Misleading models in mathematical oncology

I have an awkward relationship with mathematical oncology, mostly because oncology has an awkward relationship with math. Although I was vaguely familiar that evolutionary game theory (EGT) could be used in cancer research, mostly through Axelrod et al. (2006), I never planned to work on cancer. I wasn’t eager to enter the field because I couldn’t see how heuristic models could be of use in medicine; I thought only insilications could be useful, but EGT was not at a level of sophistication where it could build predictive models. I worried that selling non-predictive models as advice for treatment would only cause harm. However, the internet being the place it is, I ended up running into David Basanta — one of the major advocates of EGT in oncology — and Jacob Scott on twitter. After looking through some of the literature, I realized that most of experimental cancer research was more piecemeal than I expected and theory was based mostly on ad-hoc mental models. This convinced me that there is room for clear mathematical (and maybe computational) reasoning to help formalize and explore these mental models. Now we have a paper applying the Ohtsuki-Nowak transform to studying edge effects in the go-grow game prepped (Kaznatcheev, Scott, & Basanta, 2013), and David and I have a project on chronic myeloid leukemia in the works. The first is a heuristic model building on top of previously developed tools (from my experience, it is rather uncommon to build directly on others’ work in evolutionary game theory and mathematical oncology) and the other an abductive model using a combination of analytic and machine learning techniques to produce a predictive tool useful in the clinic.

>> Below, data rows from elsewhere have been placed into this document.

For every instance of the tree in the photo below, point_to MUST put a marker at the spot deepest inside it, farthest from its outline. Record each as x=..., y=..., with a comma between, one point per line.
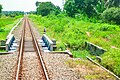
x=88, y=7
x=45, y=8
x=112, y=3
x=112, y=15
x=0, y=9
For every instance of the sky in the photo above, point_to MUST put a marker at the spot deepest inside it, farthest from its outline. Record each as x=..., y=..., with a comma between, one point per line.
x=24, y=5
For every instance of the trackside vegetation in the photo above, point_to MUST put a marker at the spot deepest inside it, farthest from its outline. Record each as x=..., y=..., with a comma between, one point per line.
x=71, y=33
x=6, y=24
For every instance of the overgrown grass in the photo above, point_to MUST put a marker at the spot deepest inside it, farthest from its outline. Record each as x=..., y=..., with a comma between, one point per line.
x=73, y=32
x=6, y=24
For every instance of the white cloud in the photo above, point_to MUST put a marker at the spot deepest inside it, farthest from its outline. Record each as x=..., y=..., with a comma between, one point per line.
x=24, y=5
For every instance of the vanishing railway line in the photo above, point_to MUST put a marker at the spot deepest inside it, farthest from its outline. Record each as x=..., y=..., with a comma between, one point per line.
x=30, y=65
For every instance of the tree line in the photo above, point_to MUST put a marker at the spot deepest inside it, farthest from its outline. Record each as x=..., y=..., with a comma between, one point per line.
x=108, y=10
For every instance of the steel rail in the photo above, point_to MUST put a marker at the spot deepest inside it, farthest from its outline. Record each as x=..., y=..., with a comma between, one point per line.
x=39, y=52
x=20, y=52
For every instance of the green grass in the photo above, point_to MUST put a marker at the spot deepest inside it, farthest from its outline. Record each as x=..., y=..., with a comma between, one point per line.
x=72, y=33
x=6, y=24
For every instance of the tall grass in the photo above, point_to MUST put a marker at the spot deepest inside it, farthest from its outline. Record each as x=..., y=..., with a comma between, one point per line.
x=72, y=33
x=6, y=24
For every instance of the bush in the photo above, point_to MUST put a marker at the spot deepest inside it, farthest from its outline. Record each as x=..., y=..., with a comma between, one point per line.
x=111, y=15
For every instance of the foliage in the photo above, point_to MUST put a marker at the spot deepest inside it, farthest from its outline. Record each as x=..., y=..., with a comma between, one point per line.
x=12, y=13
x=89, y=7
x=0, y=9
x=45, y=8
x=71, y=33
x=112, y=15
x=112, y=3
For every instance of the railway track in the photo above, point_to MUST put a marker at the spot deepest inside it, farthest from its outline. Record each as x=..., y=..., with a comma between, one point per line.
x=30, y=65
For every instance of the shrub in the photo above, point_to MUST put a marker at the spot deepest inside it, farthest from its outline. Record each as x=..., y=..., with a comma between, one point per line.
x=111, y=15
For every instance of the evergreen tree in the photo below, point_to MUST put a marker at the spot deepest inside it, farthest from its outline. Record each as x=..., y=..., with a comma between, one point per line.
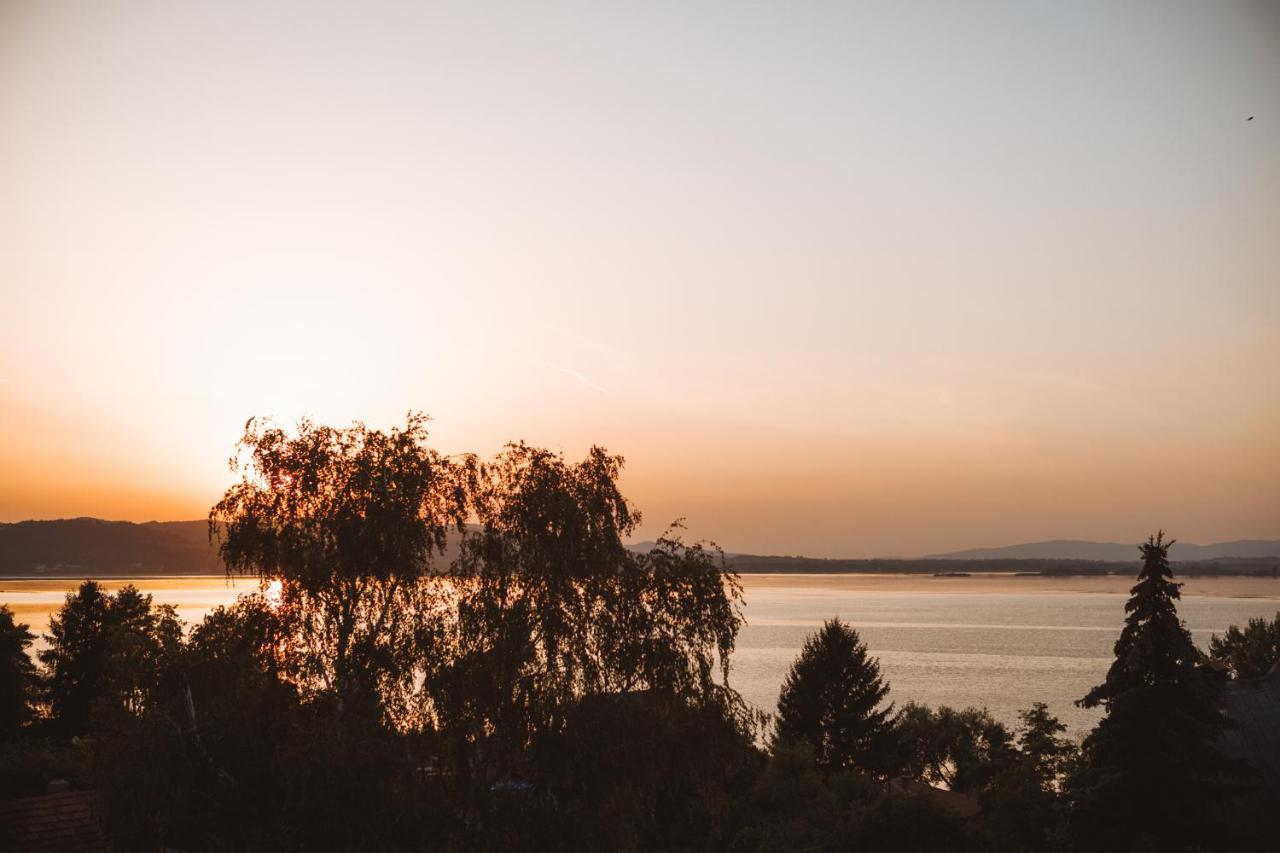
x=1248, y=653
x=832, y=701
x=105, y=653
x=1152, y=775
x=17, y=674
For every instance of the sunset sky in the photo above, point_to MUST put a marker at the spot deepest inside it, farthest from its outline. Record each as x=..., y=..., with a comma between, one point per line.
x=840, y=279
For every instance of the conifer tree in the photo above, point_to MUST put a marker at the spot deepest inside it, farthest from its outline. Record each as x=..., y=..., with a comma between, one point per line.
x=1152, y=775
x=17, y=674
x=832, y=701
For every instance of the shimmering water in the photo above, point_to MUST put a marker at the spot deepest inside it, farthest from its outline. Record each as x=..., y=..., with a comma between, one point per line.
x=984, y=641
x=1005, y=646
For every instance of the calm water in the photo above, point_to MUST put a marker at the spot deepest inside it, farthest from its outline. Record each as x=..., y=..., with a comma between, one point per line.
x=983, y=641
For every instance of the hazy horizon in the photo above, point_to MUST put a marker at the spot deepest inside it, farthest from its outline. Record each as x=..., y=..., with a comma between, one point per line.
x=888, y=279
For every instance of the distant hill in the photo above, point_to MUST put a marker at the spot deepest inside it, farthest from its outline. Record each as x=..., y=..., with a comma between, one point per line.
x=94, y=546
x=1115, y=551
x=82, y=547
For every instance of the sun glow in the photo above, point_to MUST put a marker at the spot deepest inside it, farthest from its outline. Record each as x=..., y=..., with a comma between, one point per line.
x=274, y=593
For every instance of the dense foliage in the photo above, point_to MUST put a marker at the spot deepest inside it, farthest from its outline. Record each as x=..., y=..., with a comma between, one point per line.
x=1152, y=771
x=18, y=682
x=833, y=699
x=1249, y=652
x=462, y=655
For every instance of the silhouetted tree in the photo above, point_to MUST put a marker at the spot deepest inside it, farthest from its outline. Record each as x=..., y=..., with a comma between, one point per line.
x=105, y=653
x=347, y=520
x=552, y=607
x=18, y=680
x=960, y=749
x=1152, y=776
x=1248, y=653
x=832, y=699
x=1022, y=801
x=792, y=806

Two weeks ago, I was excited to read Philip Gerlee’s post bemoaning that mathematical oncology “still lacked that defining publication where the use of mathematical modelling was clearly tied to a clinical change benefiting patients. Or in other words, an instance where mathematical oncology has been proven to make a difference”. Unlike me, Philip has training and extensive experience with mathematical oncology, and it was reassuring to know that he noticed a similar focus on heuristic models. His observation that the prevalence of networks and intra-tumoral heterogeneity as ideas in cancer research owed their origin to mathematical models was a comfort; we aren’t complete omphaloskeptics, some of our ideas are having a direct effect on the experimentalists and practitioners. Finally, this means that there is a goal to aim for: build a predictive model that is useful in the clinic. Lofty, but relatively clear.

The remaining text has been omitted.